Но мои планы нарушила полиция, окружив меня охраной и заботой, которая заключалась в категорическом нежелании выпускать меня из города к Сергею в аул.
В итоге несколько часов переговоров, три или четыре литра чая, и меня согласились отвезти к нему, но с условием, что мы не будем там ночевать.
После этой встречи мы много раз виделись в городе, но дома я у него уже не бывал — было опасно выезжать из города. Сергей говорил, что все теперь знают, что тут журналист, и что я могу пострадать.
С первого взгляда о Сергее сложилось впечатление как о сильном, спокойном и уверенном в себе человеке. Он много говорил о семье, о том, что хочет переехать из аула в город. Насколько я знаю, он строит в городе дом.
Когда я задумываюсь о его будущей судьбе, я спокоен за него. Афганистан стал для него настоящим домом.
— Я родился в Зауралье, в Кургане. До сих пор помню свой домашний адрес: улица Бажова, дом 43. Оказался в Афганистане, а под конец службы, когда мне было 20 лет, ушел к душманам. Ушел, потому что не сошелся характером со своими сослуживцами. Они там все объединились, я был совсем один — меня оскорбляли, ответить я не мог. Хотя это даже не дедовщина, потому что все эти парни были со мной из одного призыва. Я ведь, в общем, и бежать не хотел, хотел, чтобы тех, кто надо мной издевался, наказали. А командирам было все равно.
— У меня даже не было оружия, а то бы сразу их убил. Зато духи, которые были близко к нашей части, меня приняли. Правда, не сразу — дней на 20 меня заперли в каком-то маленьком помещении, но это была не тюрьма, у двери были охранники. На ночь надевали кандалы, а днем снимали — даже если окажешься в ущелье, все равно не поймешь, куда идти дальше. Потом приехал командир моджахедов, который сказал, что раз я сам пришел, то сам могу и уйти, и кандалы, охранники мне не нужны. Хотя в часть я бы все равно вряд ли вернулся — думаю, меня сразу бы пристрелили. Скорее всего, их командир так меня испытывал.
— Первые три-четыре месяца я на афганском не разговаривал, а потом постепенно стали друг друга понимать. К моджахедам постоянно ходили муллы, мы начали общаться, и я осознал, что на самом деле Бог один и религия одна, просто Иисус и Мухаммед — посланники разной веры. У моджахедов я ничем не занимался, иногда помогал с ремонтом автоматов. Потом меня приставили к одному командиру, который воевал с другими племенами, но его скоро убили. Против советских солдат я не воевал — только чистил оружие, тем более из той области, где я был, войска вывели довольно быстро. Моджахеды поняли, что если меня женить, то я сам с ними останусь. Так и вышло. Женился через год, после этого с меня совсем сняли надзор, раньше одного никуда не пускали. Но я по-прежнему ничем не занимался, приходилось выживать — перенес несколько каких-то смертельно опасных болезней, даже не знаю каких.
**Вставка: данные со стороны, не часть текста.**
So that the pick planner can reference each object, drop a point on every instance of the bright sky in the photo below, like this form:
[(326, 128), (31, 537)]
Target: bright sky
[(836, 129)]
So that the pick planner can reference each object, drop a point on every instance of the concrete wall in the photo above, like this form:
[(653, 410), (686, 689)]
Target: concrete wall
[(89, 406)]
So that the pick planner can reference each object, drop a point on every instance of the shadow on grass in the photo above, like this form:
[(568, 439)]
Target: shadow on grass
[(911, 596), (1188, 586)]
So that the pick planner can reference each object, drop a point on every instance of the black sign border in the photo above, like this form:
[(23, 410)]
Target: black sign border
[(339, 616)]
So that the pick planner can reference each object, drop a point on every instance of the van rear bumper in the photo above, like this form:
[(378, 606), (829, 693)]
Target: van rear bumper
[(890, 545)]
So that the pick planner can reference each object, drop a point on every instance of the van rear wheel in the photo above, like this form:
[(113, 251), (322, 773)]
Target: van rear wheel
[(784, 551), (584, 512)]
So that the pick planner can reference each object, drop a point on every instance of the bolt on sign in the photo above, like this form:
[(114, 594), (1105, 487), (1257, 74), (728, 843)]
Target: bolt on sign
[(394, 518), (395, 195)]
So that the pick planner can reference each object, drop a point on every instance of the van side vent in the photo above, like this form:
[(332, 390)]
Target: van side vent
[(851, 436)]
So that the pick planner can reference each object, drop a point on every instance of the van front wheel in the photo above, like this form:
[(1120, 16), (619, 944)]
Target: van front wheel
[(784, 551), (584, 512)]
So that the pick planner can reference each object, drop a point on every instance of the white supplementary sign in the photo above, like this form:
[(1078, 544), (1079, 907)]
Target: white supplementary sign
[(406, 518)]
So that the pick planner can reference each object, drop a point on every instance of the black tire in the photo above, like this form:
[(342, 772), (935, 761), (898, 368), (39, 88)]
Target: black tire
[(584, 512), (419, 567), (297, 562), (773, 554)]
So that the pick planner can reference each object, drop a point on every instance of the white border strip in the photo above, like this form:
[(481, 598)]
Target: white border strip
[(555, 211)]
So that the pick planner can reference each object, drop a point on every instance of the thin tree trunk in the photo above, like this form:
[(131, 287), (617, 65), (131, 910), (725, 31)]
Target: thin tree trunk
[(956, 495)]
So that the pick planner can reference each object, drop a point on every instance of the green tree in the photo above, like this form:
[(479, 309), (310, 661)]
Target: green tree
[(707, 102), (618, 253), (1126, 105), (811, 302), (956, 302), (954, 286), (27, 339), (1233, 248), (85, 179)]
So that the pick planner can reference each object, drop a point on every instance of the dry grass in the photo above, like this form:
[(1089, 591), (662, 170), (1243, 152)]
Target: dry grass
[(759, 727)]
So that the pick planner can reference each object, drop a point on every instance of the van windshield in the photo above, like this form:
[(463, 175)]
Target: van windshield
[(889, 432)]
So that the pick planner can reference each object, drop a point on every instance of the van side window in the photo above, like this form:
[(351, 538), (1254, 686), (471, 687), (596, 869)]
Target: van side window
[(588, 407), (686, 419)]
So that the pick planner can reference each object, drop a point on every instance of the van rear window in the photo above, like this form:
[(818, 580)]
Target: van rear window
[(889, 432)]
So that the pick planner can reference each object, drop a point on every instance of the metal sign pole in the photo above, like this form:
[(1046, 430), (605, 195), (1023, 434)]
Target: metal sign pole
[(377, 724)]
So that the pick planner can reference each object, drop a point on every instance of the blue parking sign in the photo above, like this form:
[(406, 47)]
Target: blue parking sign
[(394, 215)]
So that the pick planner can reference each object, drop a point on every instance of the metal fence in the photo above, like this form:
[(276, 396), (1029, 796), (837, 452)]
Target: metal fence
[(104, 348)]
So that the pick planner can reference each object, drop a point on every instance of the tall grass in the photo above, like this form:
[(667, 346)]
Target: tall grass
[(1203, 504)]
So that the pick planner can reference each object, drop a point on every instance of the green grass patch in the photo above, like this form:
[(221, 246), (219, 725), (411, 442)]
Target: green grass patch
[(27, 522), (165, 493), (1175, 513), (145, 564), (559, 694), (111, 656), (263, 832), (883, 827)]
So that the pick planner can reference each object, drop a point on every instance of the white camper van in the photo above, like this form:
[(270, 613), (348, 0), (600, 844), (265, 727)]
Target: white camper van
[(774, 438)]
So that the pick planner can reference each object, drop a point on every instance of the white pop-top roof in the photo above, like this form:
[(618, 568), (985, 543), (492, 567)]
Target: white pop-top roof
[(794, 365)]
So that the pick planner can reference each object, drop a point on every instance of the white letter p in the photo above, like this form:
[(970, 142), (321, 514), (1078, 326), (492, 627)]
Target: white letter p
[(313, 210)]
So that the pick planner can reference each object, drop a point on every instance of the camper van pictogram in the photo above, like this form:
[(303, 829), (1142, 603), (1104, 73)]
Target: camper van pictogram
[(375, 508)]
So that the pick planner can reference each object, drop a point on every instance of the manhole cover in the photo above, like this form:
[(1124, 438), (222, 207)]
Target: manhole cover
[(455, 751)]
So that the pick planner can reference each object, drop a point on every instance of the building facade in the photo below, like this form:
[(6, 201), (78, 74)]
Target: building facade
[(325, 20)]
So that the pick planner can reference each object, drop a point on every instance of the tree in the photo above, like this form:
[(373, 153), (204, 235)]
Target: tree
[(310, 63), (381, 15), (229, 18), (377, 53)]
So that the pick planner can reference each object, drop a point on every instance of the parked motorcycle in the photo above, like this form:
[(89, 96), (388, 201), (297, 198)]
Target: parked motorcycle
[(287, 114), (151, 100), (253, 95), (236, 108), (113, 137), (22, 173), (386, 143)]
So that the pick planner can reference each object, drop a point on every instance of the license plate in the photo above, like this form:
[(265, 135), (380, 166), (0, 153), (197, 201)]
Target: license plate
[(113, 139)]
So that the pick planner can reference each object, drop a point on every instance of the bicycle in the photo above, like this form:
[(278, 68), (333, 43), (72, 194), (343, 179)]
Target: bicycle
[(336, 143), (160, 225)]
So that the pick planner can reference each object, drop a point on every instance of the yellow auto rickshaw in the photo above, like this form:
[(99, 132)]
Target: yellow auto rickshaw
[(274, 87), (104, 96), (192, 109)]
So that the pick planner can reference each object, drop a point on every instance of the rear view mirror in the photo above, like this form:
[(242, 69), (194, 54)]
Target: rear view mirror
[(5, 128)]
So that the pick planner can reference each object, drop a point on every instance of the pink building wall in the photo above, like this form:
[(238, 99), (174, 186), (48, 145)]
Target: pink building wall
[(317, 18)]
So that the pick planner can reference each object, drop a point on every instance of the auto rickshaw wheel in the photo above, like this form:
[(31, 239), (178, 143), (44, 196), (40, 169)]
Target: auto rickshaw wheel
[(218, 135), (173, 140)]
— У меня шесть детей, было больше, но многие умерли. Они все у меня белокурые, почти славянские. Впрочем, и жена такая же. Я зарабатываю тысячу двести долларов в месяц, такие деньги здесь дуракам не платят. Хочу купить участок в городке. Мне губернатор и мой начальник обещали помочь, стою в очереди. Государственная цена небольшая — тысяча долларов, а продать потом можно тысяч за шесть. Выгодно, если все-таки захочу уехать. Как сейчас в России говорят: это бизнес.